Western blot result shows, and contrast with shCtrl, the level of Erbin albumen in three cell lines can be reduced by 70 ~ 90%(Figure 1A by shErbin respectively).

The stable cell line that shErbin or shCtrl integrates grows at identical conditions with identical inoculum density, and respectively at 1, the MTS accepting cell proliferation after 2,3 days detects, and the results are shown in Figure 1B ~ D.Very have enlightening significance, in cell, Erbin is struck low BT474(Figure 1B by shRNA) and SKBR3(Fig. 1 C) propagation significantly slow down, and ZR751(Fig. 1 D of ErbB2 dependent/non-dependent) cell proliferation by the impact of shErbin.This cell model proves that Erbin promotes the propagation of the dependent breast cancer cell of ErbB2 specifically, and the protein level reducing Erbin can suppress the dependent Cells Proliferation of Human Breast Cancer of ErbB2.

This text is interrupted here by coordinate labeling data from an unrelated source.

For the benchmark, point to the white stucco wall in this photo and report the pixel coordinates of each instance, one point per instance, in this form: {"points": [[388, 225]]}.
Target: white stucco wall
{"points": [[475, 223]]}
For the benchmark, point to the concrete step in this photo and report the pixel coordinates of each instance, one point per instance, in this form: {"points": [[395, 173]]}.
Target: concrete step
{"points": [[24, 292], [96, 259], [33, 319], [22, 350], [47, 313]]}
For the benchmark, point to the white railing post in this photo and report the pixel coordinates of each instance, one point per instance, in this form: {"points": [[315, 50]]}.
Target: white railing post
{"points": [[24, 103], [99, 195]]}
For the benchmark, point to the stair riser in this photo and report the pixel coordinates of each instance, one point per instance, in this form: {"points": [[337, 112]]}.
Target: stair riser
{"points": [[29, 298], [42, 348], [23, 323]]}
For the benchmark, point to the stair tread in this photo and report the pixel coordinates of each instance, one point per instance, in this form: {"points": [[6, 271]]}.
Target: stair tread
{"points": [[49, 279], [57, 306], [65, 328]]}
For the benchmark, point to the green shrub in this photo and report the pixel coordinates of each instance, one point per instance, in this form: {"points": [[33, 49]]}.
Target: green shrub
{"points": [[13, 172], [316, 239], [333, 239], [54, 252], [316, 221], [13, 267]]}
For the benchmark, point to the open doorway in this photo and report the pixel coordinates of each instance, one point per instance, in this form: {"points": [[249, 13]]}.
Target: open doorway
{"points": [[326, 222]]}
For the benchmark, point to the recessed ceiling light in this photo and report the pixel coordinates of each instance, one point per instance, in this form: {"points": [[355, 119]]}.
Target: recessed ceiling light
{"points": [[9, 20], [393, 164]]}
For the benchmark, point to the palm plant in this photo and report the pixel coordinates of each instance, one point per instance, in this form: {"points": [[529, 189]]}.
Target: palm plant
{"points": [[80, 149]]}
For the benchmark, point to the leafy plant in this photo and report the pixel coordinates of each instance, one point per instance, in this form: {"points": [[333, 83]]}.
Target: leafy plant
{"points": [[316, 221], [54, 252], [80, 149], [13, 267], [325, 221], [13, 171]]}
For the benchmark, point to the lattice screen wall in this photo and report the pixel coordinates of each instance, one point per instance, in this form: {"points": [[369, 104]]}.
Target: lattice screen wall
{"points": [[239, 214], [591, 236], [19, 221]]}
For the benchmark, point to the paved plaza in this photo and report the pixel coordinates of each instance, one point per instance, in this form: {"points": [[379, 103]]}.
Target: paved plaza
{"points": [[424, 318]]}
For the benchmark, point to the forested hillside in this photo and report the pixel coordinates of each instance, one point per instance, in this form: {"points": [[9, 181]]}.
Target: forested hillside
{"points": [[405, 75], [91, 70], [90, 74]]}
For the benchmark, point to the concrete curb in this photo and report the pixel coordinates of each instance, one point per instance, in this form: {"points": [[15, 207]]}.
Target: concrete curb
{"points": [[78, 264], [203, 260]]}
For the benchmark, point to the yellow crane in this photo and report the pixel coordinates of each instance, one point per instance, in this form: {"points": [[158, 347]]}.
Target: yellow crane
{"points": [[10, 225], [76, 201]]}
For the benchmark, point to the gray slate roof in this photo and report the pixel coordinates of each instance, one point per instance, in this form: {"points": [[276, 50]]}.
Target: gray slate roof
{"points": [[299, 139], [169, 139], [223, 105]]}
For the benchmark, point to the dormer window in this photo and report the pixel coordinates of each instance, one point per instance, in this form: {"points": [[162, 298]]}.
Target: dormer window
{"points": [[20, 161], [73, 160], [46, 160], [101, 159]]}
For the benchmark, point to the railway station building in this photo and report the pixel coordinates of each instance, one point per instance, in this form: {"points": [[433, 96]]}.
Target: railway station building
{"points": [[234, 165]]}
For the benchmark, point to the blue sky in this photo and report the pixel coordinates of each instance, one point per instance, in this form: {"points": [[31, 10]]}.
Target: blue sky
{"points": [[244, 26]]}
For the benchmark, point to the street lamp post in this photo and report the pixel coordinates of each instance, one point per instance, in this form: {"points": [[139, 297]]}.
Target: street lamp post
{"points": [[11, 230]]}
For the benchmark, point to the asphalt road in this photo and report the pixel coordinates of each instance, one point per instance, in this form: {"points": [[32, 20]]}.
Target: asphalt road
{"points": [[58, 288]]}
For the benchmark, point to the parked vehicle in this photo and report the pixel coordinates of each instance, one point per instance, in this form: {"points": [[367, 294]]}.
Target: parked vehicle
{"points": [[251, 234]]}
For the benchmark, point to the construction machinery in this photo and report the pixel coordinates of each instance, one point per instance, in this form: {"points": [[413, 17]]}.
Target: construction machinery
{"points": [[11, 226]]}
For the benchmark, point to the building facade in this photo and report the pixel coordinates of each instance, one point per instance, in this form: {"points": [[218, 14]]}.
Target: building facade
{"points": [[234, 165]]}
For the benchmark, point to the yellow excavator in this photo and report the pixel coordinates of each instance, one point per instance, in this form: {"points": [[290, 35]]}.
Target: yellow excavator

In order to verify further Erbin to ErbB2 dependent tumors in body effect, the shErbin(of the integration right arrow by same quantity) or shCtrl(left arrow) BT474 cell (100 μ l, 3.0 × 10 ⁵individual cell suspension is in 50%Matri-gel) be injected into right side or the 4th pair, the left side mammary gland inside (D0 of nude mice respectively, injection day), construct the animal model that development occurs a people source breast carcinoma, within 10 days, observe into tumor size (D10) later, the results are shown in Figure 2.Left and right sides the 4th pair of mammary gland of same nude mice is being vaccinated with breast cancer cell, and meaningfully, the tumor of 10 days rear left side joint kind shErbin-BT474 significantly reduces, and the tumor that the shCtrl-BT474 on right side is formed enlarges markedly.This experiment confirmed under body environment, the generation development of expression to the tumor that ErbB2 relies on reducing Erbin in the mode of Gene interfere has inhibitory action.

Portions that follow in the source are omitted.